There are obviously a lot more types of questions that is going to go beyond the scope of this particular episode of Coffee Break Blogging but those are the types of questions that you could ask.
Now, here is the thing…
What do you do with that survey?
Now if you already have a blog and you’re doing it, then you can go to your existing audience. But if you are following in line with this Coffee Break Blogging, you are just getting started you may not have an audience right now. Or let’s say you have a blog and your audience just isn’t that large and you feel like you would be asking these questions to such a small sample of people that it wouldn’t be worth it; well, what you can do is think a little bit outside the box when it comes to conducting the survey.
You can still set the survey up; you can use free tools like Google docs. Google has got the thing where you can set up a form and all the responses will go to a free spreadsheet right there on Google Drive, so that is an option. There are other surveying options there as well. To set that thing up, you don’t need to have a website for this because you can just simply use Google. And then, you can actually set up a page with it. And that page can be on the domain that you own, it could be pretty much wherever, that doesn’t really matter.
And then, how do you get traffic to that page? Well, all the ways that you would typically get traffic. You can go to the social media groups in this market and be like, “Hey, I’m really trying to find out more about this market” or I wouldn’t call it a market but “I’m trying to find out more about what you guys are really looking forward to see what might these some avenues here to help you out; could you go and fill out this quick survey for me?”

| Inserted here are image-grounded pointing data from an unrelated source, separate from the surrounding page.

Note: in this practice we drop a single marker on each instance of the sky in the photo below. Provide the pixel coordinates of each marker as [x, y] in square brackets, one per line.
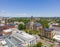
[28, 8]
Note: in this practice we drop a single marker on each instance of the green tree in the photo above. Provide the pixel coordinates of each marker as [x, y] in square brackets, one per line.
[39, 44]
[51, 45]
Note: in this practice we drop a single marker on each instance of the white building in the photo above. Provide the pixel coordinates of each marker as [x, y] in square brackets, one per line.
[24, 37]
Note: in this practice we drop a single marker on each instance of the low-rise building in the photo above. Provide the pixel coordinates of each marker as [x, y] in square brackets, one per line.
[24, 37]
[47, 32]
[7, 32]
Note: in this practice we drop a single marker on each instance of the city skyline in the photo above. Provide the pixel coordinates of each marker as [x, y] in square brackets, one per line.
[28, 8]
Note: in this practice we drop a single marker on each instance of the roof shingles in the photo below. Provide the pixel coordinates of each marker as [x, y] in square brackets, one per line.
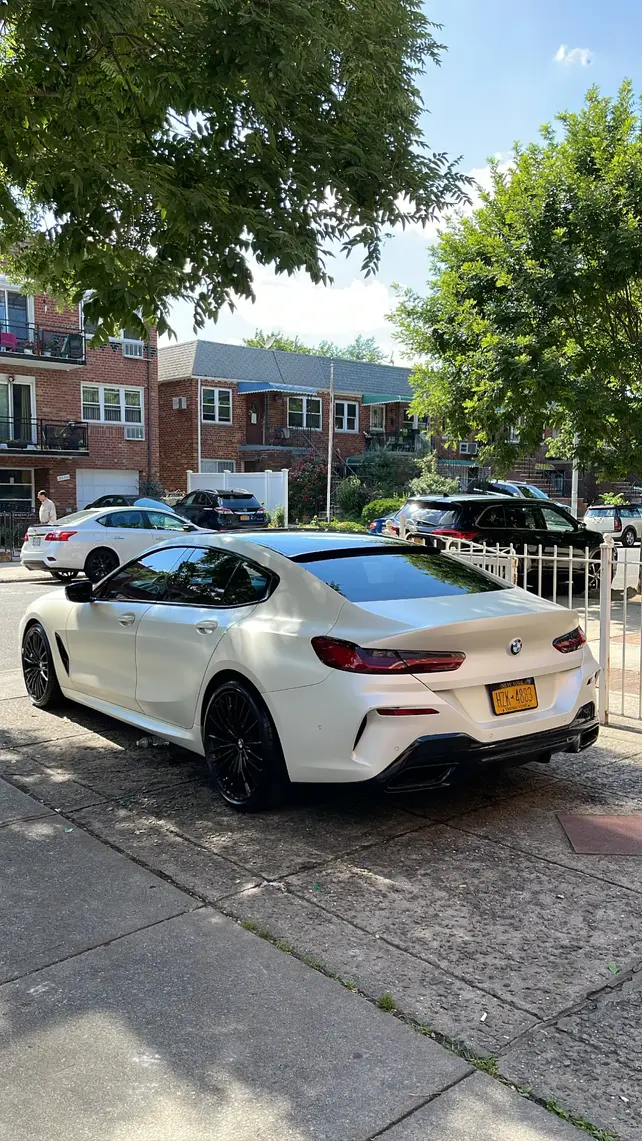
[237, 362]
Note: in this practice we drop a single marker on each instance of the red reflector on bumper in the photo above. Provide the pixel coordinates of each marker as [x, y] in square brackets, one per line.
[392, 712]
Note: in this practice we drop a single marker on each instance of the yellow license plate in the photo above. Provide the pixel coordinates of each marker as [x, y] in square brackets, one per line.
[514, 696]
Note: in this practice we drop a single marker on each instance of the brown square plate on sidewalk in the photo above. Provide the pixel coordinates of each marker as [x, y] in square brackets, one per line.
[604, 835]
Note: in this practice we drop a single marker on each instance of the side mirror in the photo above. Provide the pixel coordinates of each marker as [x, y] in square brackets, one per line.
[79, 591]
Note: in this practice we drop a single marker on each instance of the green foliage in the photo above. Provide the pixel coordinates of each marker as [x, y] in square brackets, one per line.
[351, 496]
[387, 474]
[362, 348]
[612, 499]
[429, 482]
[533, 313]
[308, 487]
[151, 151]
[379, 508]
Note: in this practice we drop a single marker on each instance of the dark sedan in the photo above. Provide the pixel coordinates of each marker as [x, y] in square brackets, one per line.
[222, 510]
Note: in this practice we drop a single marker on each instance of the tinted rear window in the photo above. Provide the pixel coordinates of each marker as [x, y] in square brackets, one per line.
[395, 574]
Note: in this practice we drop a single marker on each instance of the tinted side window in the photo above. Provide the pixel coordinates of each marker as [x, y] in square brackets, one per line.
[145, 580]
[202, 577]
[555, 520]
[161, 522]
[493, 517]
[522, 517]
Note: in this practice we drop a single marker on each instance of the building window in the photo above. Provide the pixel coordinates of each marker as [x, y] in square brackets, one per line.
[305, 412]
[378, 418]
[106, 404]
[217, 467]
[346, 415]
[217, 405]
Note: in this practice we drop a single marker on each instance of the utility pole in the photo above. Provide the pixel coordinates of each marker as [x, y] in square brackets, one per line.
[574, 478]
[330, 440]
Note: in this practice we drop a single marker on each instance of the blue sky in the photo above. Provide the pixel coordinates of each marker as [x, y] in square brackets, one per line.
[510, 66]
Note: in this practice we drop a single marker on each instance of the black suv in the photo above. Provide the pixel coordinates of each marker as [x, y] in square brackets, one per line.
[495, 519]
[227, 510]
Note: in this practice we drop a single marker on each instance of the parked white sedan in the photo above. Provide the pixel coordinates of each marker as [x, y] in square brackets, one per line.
[97, 540]
[318, 657]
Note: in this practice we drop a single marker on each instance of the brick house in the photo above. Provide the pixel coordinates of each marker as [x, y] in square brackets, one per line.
[78, 421]
[227, 406]
[238, 409]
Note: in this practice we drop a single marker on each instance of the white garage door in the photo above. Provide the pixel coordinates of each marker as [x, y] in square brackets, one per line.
[90, 483]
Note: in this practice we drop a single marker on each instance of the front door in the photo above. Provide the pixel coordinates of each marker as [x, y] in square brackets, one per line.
[256, 419]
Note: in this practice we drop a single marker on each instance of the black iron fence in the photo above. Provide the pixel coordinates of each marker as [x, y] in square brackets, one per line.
[13, 527]
[43, 436]
[19, 338]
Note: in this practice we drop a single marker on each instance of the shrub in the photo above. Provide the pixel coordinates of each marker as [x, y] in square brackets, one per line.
[351, 496]
[430, 483]
[308, 483]
[385, 475]
[379, 508]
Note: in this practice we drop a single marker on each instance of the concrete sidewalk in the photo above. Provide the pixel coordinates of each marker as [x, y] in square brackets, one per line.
[131, 1012]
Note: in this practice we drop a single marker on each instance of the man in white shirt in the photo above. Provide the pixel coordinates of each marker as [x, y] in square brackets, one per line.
[47, 512]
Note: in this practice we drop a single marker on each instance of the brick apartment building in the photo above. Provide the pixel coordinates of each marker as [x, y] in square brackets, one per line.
[78, 421]
[237, 409]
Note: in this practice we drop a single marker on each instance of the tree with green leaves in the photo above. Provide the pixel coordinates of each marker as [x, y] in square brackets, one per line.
[534, 313]
[151, 150]
[362, 348]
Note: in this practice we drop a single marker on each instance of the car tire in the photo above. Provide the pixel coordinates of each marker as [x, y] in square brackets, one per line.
[39, 671]
[100, 563]
[242, 749]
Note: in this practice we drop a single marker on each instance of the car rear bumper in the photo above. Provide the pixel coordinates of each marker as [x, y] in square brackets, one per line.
[444, 759]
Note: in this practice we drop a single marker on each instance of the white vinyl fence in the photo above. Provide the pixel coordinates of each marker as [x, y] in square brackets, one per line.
[270, 487]
[603, 587]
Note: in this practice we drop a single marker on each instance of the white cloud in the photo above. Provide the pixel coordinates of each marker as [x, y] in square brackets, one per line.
[570, 56]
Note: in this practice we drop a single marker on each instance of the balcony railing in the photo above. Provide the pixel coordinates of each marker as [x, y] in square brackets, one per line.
[66, 436]
[24, 340]
[408, 439]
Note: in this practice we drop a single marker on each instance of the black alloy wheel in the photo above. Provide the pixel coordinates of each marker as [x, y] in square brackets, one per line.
[39, 671]
[242, 750]
[100, 563]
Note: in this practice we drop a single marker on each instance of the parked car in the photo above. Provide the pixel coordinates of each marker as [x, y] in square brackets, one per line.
[112, 501]
[222, 510]
[307, 656]
[508, 522]
[623, 523]
[385, 525]
[512, 487]
[97, 541]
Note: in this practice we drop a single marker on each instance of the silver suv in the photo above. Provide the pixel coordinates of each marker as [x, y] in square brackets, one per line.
[623, 523]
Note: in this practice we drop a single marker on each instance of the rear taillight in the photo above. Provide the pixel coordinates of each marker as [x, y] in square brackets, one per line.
[342, 655]
[571, 641]
[453, 533]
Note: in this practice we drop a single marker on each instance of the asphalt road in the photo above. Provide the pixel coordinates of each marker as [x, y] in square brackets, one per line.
[14, 601]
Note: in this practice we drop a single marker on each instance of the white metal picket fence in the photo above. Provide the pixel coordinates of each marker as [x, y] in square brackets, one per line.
[603, 587]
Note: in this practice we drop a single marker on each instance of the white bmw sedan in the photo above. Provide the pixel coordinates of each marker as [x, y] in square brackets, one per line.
[97, 540]
[290, 656]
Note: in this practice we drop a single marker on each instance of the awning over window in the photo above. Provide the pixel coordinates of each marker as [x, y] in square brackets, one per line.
[384, 398]
[266, 386]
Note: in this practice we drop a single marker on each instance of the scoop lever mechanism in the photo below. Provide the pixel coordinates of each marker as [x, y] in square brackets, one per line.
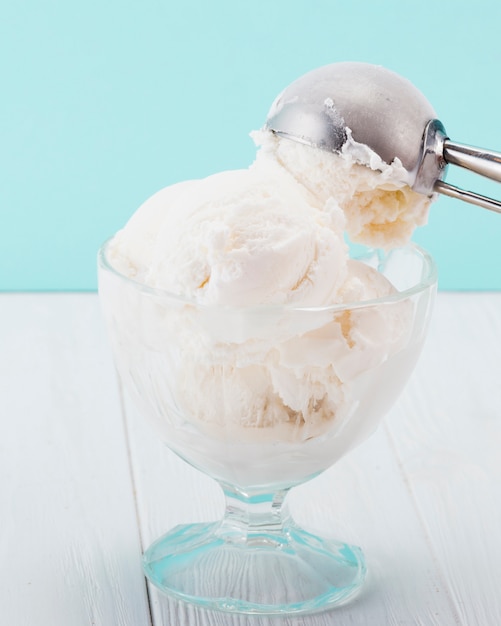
[439, 151]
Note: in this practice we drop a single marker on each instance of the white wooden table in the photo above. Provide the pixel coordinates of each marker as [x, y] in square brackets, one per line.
[85, 485]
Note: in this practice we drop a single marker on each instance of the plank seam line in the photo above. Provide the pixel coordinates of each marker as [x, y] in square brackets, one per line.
[424, 527]
[133, 485]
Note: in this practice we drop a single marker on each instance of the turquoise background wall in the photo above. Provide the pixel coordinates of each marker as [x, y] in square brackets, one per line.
[105, 101]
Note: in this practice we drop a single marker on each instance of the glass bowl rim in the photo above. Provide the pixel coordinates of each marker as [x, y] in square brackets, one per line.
[428, 280]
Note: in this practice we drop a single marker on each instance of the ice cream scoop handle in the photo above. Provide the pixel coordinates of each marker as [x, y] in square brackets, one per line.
[484, 162]
[468, 196]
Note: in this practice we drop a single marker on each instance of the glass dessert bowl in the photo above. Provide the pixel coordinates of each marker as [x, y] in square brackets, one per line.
[262, 399]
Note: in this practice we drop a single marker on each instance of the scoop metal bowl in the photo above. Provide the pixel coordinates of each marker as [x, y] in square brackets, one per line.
[388, 114]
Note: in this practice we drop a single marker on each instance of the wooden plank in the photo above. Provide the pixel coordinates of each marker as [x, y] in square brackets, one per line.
[69, 542]
[447, 436]
[365, 499]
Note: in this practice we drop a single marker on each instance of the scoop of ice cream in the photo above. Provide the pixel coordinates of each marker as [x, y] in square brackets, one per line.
[380, 208]
[270, 235]
[237, 238]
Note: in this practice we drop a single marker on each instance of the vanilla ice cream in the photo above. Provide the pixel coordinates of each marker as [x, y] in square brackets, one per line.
[265, 339]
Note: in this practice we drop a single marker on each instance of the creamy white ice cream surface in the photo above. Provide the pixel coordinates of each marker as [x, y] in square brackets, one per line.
[272, 235]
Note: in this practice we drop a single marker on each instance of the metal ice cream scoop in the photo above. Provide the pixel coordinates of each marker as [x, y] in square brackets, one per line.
[385, 112]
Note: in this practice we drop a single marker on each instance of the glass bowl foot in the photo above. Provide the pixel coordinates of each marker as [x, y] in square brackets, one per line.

Obviously, and especially if you are on a forum or something like this, make sure that it is okay with the owner of that forum; that you are not breaking any rules. So you can go to forums, you can go to social media groups but here is another really direct way that you could go in and that is you could literally set up the survey on a page and you could go to things like Facebook and run targeted paid traffic to it. You can actually run a simple one and put that survey in front of the kinds of people who will be most interested in it. (Don’t spend a lot of money on this) You could target other pages that are interested in it; you can target their interests… There are all kinds of targeting options on Facebook. And just dedicate a little bit of money to gathering this information in sending them directly into a survey. So you don’t really need a blog in this case. You would literally be going direct into some paid traffic into finding out the direct answers that you need. And you could do all these without a blog.
So, that is… again, summarizing two quick ways of learning about what your market needs and wants. There is the indirect intelligence and then there is the very direct intelligence which is where we are going to be doing things like surveying. And then again, it is a very important skill. We have more information that you can learn about at blogmarketingacademy.com on how to actually run surveys.
You could actually use surveys as a very effective marketing tool. They are very powerful. You just have to know how to do it right. And then, some of the psychology behind surveys. There are a lot of really cool things you can do with surveys. But in this case, we really just want to find out what people need and want because that is a very important thing to you getting into a market and becoming a player in that particular space. Okay?
Hopefully that episode is helpful to you. This is Episode 39. I will talk to you again in Episode 40 of the Coffee Break Blogging Podcast where we are going to talk about how to verify your business idea and get some proof that what you are about to do is not going to fall on deaf ears. Okay?